Pas à tout le monde, mais je trouve qu'Hitler était doué en dessin...


----------



## rezba (22 Mars 2006)

DocEvil a dit:
			
		

> Un iPod, comme dans _La Mouche_.


Tant qu'à faire, un iGod, alors.


----------



## Anonyme (22 Mars 2006)

rezba a dit:
			
		

> Tant qu'à faire, un iGod, alors.


Qu'on me pardonne cette plaisanterie scatologique (je débute), mais on appellerait ça comment ? _La Mouche à merde_ ?


----------



## rezba (22 Mars 2006)

DocEvil a dit:
			
		

> Qu'on me pardonne cette plaisanterie scatologique (je débute), mais on appellerait ça comment ? _La Mouche à merde_ ?


 Heu.. Non.
_ L'encul... de mouches_, plutôt !


----------



## TibomonG4 (22 Mars 2006)

rezba a dit:
			
		

> Tant qu'à faire, un iGod, alors.



Il a avoué posséder certaines parties en silicone... :mouais: Si on parle bien du même... J'édite parce que d'un coup j'ai un doute


----------



## Finn_Atlas (22 Mars 2006)

pas très gentil de se moquer d'human fly :hein:


----------



## Amok (22 Mars 2006)

Hum....




Mode MP : vous êtes vraiment des enfoirés ! un ancien violet et un podcasteur MacG !


----------



## Anonyme (22 Mars 2006)

rezba a dit:
			
		

> _ L'encul... de mouches_, plutôt !


Ah ben oui, avec une syllabe en moins, c'est tout de suite plus correct.


----------



## rezba (22 Mars 2006)

Amok a dit:
			
		

> Hum....
> 
> 
> 
> ...


 On essayait juste de fusionner notre language avec celui de sonny, m'sieur ! :rose:


----------



## Anonyme (22 Mars 2006)

rezba a dit:
			
		

> On essayait juste de fusionner notre language avec celui de sonny, m'sieur ! :rose:


Et puis, diantre, je n'ai pas signé de clause d'exemplarité que je sache !


----------



## Amok (22 Mars 2006)

TibomonG4 a dit:
			
		

> Il a avoué posséder certaines parties en silicone... :mouais:



Pas l'arrière gorge en tout cas ! Ou alors l'opération a lamentablement échouée !


----------



## rezba (22 Mars 2006)

DocEvil a dit:
			
		

> Ah ben oui, avec une syllabe en moins, c'est tout de suite plus correct.
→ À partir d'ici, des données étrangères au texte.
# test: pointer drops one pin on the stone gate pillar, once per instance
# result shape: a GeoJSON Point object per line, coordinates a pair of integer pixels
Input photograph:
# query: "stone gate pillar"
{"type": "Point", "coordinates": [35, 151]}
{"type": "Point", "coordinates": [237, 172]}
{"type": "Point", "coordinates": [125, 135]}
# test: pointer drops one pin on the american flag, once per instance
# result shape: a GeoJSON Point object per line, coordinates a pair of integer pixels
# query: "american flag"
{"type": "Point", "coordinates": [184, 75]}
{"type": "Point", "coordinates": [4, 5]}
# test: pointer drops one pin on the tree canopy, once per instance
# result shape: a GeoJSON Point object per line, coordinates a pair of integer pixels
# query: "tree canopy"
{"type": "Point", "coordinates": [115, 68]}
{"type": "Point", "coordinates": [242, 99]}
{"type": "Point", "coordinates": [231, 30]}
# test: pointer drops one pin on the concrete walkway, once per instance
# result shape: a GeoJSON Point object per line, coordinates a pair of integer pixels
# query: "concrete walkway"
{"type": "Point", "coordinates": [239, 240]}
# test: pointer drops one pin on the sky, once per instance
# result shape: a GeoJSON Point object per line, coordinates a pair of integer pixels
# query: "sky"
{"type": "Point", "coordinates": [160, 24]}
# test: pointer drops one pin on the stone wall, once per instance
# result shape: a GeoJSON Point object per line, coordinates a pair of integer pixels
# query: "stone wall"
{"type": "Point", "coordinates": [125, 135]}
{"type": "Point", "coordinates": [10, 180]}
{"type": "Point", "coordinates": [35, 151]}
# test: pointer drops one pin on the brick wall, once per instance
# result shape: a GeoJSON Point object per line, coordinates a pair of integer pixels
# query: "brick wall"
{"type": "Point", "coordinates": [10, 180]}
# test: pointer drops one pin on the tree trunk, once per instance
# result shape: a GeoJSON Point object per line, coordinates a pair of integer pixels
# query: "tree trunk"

C'est ça ton problème, tu sais pas rester correct dans la vulgarité.
:rateau:


----------



## Amok (22 Mars 2006)

Finn_Atlas a dit:
			
		

> pas très gentil de se moquer d'human fly :hein:



Finn cautionne en plus !!!! :afraid:


----------



## Anonyme (22 Mars 2006)

rezba a dit:
			
		

> C'est ça ton problème, tu sais pas rester correct dans la vulgarité.
> :rateau:


----------



## Luc G (22 Mars 2006)

DocEvil a dit:
			
		

> Du tout, tu penses... Les pauvres d'esprit, je leur colle un badge et je les envoie suivre une visite guidée en enfer.





			
				sonnyboy a dit:
			
		

> et aprés on les so_*nnymise*_ ?



C'est le cas de dire que ça va être chaud.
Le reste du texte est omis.